天疱瘡(てんぽうそう)
<症状>
- まず口腔内にはじまることが9割で、その後上記のような場所に大型の水疱が形成され、破裂後、びらんや潰瘍をおこす。
- 落葉状天疱瘡では鼻、耳介などにかさぶたとふけを中心とした病変がみられることが多いが、これはかなり古くなった病変で、最初は紅斑ができ、つぎに膿疱となり、膿疱がすぐに破れて、痂皮をつくるようになり、このようにかさぶたの多い病変となります。
- 眼周囲、腹部やフットパッドにも病変は作られます。
- 細菌の二次感染も懸念。尋常性天疱瘡では口腔内、眼周囲など皮膚と粘膜の境界部に水疱ができ、それがすぐに破れて潰瘍となり、致死的で大変危険な病気。
<原因>
- 人の皮膚病として古くから知られていたが、1975年に犬でも同様の疾患が確認された。
- 免疫が自分の皮膚を攻撃するために起こる自己免疫疾患で,犬では落葉状天疱瘡が最も多く尋常性天疱瘡がそれに続きます。

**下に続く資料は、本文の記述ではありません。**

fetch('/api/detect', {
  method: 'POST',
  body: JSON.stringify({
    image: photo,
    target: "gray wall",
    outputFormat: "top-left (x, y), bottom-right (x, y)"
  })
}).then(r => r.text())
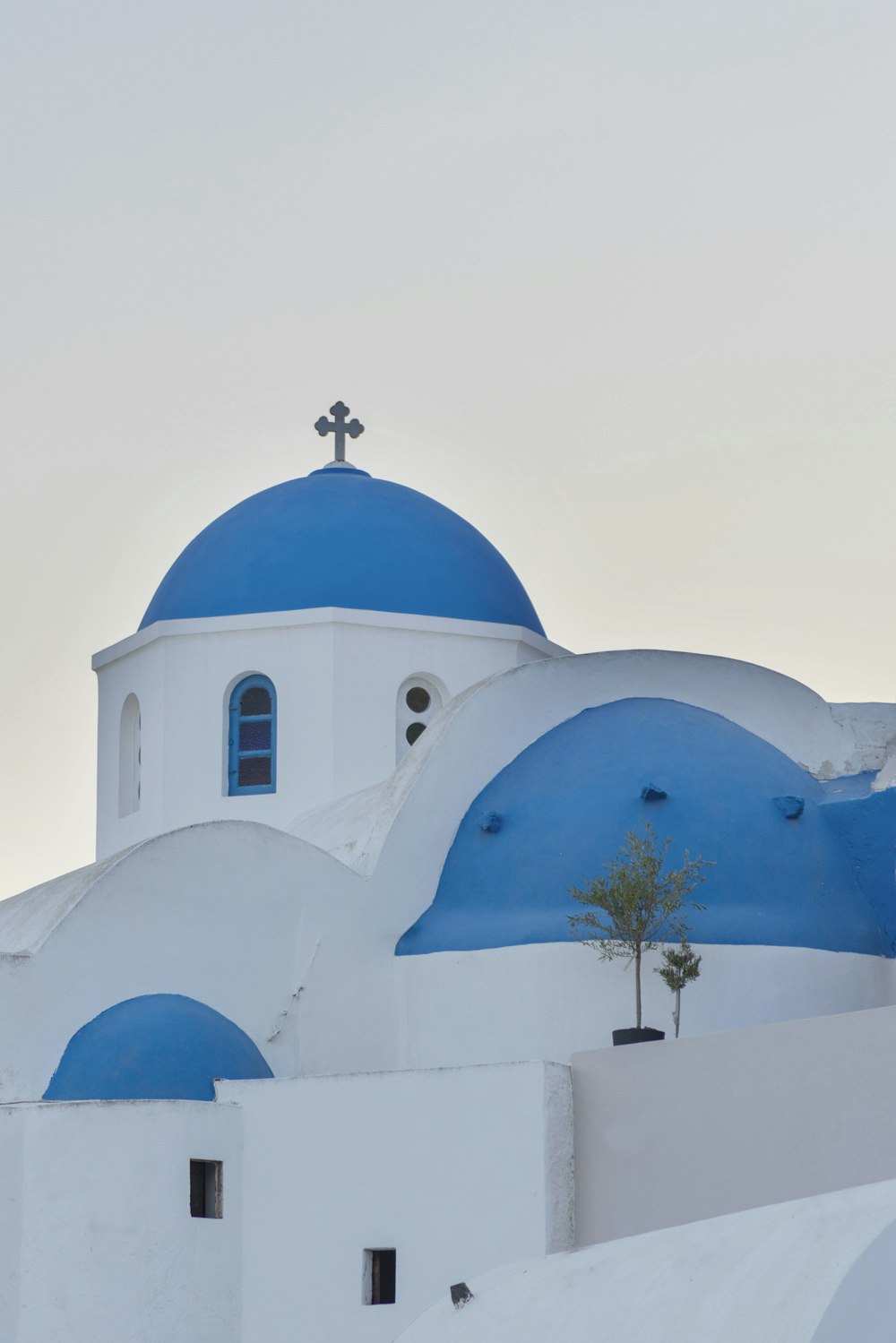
top-left (573, 1004), bottom-right (896, 1245)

- 現在のところ落葉性、紅斑性、尋常性、増殖性の4つの変種に分類される。
- 一般に口や鼻の周囲、肛門や生殖器の周囲、腋や大腿の内側などの皮膚と粘膜の境界部位などが好発部位。
- 発症は4-5歳に多く,秋田犬,ドーベルマン,ニューファンドランド,ダックスフントに多いようです。
<治療の方法>
- 抗生物質療法で細菌感染の治療を行います。
- 生検により診断を行います。
- ステロイド、免疫抑制剤による治療を長期間行います。
- 犬ではこの他、全身性エリテマトーデス、円板状エリテマトーデス、類天疱瘡などの自己免疫疾患がまれにみられますが、治療はほとんど同じと考えられております。
- 徐々に薬用量を下げていくが、再発がみられる場合も多いようです。